ECLI:NL:CRVB:2014:3131
Centrale Raad van Beroep
- Hoger beroep
- D.J. van der Vos
- J.S. van der Kolk
- I.M.J. Hilhorst-Hagen
- Rechtspraak.nl
Beëindiging WGA-uitkering met voldoende medische en arbeidskundige onderbouwing
In deze zaak gaat het om de beëindiging van de WGA-uitkering van appellante, die sinds 7 november 2006 vanwege knieklachten arbeidsongeschikt was. Appellante ontving van 4 november 2008 tot 4 november 2011 een loongerelateerde WGA-uitkering, maar na herbeoordelingen door het Uwv werd vastgesteld dat zij per 4 november 2011 minder dan 35% arbeidsongeschikt was. De rechtbank Breda verklaarde het beroep tegen het besluit van het Uwv ongegrond, zowel voor de eerste als de tweede herbeoordeling. Appellante ging in hoger beroep tegen deze uitspraken.
Tijdens de zitting op 13 augustus 2014 heeft appellante, bijgestaan door haar advocaat, haar standpunt toegelicht. Het Uwv heeft verweerschriften ingediend en zich laten vertegenwoordigen door een advocaat. De Raad voor de Rechtspraak heeft de zaak beoordeeld en geconcludeerd dat de rechtbank in haar uitspraken voldoende medische en arbeidskundige onderbouwing heeft gegeven voor de vaststelling van de arbeidsongeschiktheid van appellante. De Raad heeft de argumenten van appellante in hoger beroep niet gevolgd, omdat deze voornamelijk herhalingen waren van eerdere stellingen.

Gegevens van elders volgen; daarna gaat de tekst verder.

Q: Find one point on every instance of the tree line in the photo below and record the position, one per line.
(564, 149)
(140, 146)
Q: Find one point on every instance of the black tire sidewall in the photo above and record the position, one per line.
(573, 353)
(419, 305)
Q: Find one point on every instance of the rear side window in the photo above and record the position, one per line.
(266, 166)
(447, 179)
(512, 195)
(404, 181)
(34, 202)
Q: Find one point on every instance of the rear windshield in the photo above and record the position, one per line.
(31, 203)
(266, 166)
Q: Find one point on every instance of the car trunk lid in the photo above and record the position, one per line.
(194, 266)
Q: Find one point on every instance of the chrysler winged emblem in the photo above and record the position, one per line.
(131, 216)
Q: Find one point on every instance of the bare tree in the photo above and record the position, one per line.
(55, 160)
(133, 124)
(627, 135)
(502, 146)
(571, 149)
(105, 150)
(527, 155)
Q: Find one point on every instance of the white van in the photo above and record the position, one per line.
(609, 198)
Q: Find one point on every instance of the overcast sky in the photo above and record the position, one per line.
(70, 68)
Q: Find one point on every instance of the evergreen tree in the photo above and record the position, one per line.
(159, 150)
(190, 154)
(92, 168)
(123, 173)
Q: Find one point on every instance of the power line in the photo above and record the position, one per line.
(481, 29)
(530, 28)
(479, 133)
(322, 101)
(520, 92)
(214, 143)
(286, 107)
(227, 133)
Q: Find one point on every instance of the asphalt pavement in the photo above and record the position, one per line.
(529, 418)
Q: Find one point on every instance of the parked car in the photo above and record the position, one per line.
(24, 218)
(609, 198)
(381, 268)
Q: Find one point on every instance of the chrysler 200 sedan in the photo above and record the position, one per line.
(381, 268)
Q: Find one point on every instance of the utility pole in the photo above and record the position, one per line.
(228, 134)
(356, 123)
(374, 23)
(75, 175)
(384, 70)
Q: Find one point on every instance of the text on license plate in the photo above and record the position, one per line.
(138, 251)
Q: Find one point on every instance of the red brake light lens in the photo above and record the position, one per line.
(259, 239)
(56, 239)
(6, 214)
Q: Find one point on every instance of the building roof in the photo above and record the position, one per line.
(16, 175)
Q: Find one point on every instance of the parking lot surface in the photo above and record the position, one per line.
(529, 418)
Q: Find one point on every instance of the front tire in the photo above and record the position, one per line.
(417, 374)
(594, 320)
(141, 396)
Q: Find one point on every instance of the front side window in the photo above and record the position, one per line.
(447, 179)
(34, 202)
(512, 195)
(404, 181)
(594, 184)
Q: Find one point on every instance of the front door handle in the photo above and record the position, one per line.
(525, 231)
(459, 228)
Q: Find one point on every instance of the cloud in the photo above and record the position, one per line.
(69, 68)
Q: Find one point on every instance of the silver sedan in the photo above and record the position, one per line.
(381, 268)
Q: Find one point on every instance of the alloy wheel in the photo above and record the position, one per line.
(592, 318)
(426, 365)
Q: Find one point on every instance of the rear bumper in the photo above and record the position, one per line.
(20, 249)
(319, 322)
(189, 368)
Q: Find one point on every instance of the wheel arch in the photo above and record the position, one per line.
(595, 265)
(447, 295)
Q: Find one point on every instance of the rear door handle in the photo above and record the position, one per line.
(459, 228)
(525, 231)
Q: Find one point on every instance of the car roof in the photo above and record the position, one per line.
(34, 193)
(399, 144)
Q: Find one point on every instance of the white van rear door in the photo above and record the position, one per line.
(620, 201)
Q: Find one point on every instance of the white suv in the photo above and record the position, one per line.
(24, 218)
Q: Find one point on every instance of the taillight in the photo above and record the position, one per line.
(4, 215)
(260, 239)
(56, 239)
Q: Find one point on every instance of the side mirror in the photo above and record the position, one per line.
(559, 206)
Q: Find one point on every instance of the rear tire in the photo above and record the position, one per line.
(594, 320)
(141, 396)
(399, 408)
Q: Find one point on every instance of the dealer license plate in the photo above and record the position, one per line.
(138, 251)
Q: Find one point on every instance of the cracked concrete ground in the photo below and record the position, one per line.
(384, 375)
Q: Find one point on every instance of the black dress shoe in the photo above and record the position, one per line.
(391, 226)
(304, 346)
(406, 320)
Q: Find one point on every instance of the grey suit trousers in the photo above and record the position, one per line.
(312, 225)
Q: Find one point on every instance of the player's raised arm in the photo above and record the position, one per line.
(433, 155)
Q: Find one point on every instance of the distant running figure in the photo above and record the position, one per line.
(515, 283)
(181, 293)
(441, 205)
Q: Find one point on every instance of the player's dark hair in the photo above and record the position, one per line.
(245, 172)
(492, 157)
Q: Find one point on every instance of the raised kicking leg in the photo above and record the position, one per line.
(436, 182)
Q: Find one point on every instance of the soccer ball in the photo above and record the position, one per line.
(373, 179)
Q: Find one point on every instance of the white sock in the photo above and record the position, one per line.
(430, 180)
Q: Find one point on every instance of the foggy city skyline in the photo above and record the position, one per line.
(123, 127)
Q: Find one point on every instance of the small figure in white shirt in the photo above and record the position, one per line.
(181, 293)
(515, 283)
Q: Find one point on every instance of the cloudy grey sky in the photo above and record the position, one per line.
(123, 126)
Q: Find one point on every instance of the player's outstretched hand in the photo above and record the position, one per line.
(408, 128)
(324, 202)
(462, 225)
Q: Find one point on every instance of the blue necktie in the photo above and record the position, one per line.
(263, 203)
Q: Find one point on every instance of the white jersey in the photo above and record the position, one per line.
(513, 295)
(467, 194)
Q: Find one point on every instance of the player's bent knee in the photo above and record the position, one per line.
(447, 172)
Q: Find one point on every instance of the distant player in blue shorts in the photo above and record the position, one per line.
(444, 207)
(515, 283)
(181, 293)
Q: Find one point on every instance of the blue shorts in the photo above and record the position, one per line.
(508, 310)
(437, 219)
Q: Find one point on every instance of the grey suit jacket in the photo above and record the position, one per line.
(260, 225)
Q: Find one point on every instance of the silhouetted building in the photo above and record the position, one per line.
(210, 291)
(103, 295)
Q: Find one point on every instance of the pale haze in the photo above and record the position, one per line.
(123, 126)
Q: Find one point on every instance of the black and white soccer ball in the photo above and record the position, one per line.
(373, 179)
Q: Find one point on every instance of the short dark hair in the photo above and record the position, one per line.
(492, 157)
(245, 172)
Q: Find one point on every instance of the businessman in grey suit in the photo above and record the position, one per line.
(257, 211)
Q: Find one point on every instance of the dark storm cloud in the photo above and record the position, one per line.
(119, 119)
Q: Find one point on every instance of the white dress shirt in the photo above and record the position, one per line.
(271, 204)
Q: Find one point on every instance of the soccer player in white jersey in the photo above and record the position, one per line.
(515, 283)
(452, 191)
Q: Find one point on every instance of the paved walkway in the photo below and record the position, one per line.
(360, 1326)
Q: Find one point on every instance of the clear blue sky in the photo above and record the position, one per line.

De Raad heeft vastgesteld dat appellante tot de datum van het bestreden besluit een loongerelateerde uitkering heeft ontvangen en dat er geen inkomenseis gold op de datum van de herbeoordeling. De Raad heeft de uitspraak van de rechtbank bevestigd en het hoger beroep tegen de eerste uitspraak niet-ontvankelijk verklaard, omdat appellante geen belang meer had bij een oordeel hierover. De Raad heeft geen aanleiding gezien voor een proceskostenveroordeling.